From: Philippe Verdy (verdy_p@wanadoo.fr)
Date: Tue Oct 02 2007 - 10:29:53 CST

  • Next message: Mike: "Re: Proposal for additional syntax (was Re: New Public Review Issue: Proposed Update UTS #18)"

    Mark E. Shoulson wrote:
    > And nobody is seriously proposing a
    > Next-Generation Unicode in which the so-called "Cleanicode" (Unicode
    > where everything is done *right*) is implemented from scratch. Such a
    > radical change would not be worth the pain of implementing it.

    The same argument used against Dmitry's arguments about the need to encode
    only things that *are* used could also be applied to your argument here.

    Even though there's still no argument for a radicalchange in the way Unicode
    is encoding texts, there's no guarantee that (most probably in some
    looooooong term...) the Unicode or ISO 10646 standards are meant to be
    eternal.

    Like all other standards, these standards have a lifetime. They will work
    and will be used until someone demonstrates that there's a superior way to
    handle text in a more consitent way, *and* those proposing a newer standard
    have convinced *much* enough other people changing the way they handle text
    by adopting the newer proposal as their core encoding for handling
    everything.

    But trying to convince people to shift to another core standard will have
    the same issues: to convince people to make the change, the newer standard
    would need to exhibit and implement conversion rules that will allow good
    interoperability with the *huge* amount of texts and applications that will
    still depend on Unicode *only* for very long time.

    So the designer of the new "Unicode II" or "Cleancode" or "Next-Generation"
    standard (whatever its name) will have to face the same problem as Unicode:
    handling lots of roundtrip compatibility with the best and most widely used
    standards of the past, meaning that there will remain, in the new standard,
    also various tricks needed for compatibility (so they will also have things
    encoded like "compatibility characters" (or other entities), not recommended
    for normal use, but still valid for long until everything works using only
    the core standard with its "canonical" strings!).

    And they will also have to convince not only the users of the standard for
    encoding text, but also the designers of the other countless standards that
    have adopted Unicode or ISO 10646 as their core encoding whose support is
    now mandatory (if not the only encoding they support now), plus convincing
    software implementers to adapt their softwares to support these changes,
    plus convincing users to buy, install and use the new softwares (and support
    the cost of this software upgrade).

    I can't make any well-defined estimation of the generated cost of the
    conversion from Unicode/ISO10646 to something else, but this would be
    tremendous worldwide (really many, many billions dollars or euros or pounds
    or other currencies) and would affect almost everybody on earth in their
    daily life, due to the huge number of applications and objects that depend
    now on a correct implementation of Unicode and ISO 10646.

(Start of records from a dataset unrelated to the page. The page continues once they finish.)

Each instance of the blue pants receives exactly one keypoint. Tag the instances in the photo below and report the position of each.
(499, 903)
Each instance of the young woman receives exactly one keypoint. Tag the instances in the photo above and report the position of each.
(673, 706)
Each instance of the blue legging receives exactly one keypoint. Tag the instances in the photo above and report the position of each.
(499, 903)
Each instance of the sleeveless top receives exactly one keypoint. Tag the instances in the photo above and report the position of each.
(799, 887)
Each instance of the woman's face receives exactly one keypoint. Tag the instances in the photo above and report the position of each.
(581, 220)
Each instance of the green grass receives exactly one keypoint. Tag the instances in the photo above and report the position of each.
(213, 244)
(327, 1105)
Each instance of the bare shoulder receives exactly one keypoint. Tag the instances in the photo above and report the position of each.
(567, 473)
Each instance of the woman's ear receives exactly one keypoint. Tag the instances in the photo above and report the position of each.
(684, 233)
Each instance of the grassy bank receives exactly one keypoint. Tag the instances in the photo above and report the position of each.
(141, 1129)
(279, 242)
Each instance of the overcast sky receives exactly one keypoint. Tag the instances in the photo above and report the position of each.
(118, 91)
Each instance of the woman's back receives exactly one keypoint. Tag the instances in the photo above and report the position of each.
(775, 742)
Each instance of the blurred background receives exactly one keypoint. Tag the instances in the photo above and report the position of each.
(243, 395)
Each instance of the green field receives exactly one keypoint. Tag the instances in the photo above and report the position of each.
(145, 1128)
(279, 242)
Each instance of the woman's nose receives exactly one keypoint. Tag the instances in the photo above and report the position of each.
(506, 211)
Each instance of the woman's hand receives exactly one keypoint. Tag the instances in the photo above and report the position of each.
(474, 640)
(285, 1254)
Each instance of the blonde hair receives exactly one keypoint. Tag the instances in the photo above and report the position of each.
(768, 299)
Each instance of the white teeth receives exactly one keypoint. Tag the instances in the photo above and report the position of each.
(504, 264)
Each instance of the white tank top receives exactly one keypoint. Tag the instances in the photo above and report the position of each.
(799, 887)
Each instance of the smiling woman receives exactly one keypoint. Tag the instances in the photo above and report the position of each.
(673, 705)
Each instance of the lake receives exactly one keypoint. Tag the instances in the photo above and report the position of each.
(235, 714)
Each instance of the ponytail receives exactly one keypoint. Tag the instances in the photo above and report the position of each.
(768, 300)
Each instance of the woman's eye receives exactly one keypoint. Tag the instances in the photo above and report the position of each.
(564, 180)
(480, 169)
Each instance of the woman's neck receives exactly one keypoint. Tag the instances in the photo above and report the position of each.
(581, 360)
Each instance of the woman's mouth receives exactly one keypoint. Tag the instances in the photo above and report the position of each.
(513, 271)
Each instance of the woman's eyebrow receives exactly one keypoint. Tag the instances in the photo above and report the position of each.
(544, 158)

    Nothing will prevent a newer text encoding "standard" to be modelized,
    implemented and used, but this will remain within small local areas for
    specific needs by small communities of users with little interaction with
    the rest of the world.

    The only thing that can seriously happen now is the development of several
    alternate encodings for scripts that are rarely used outside of these small
    communities of specialists, or for scripts that are still not encoded (and
    where Unicode or ISO 10646 should not interfere before there's some wide
    agreement about all users in these communities, *and* they request the
    encoding within the UCS for facilitating the interoperability with
    applications and systems made by others outside these communities). In those
    areas, there may exist errors that *may* be partially corrected in Unicode.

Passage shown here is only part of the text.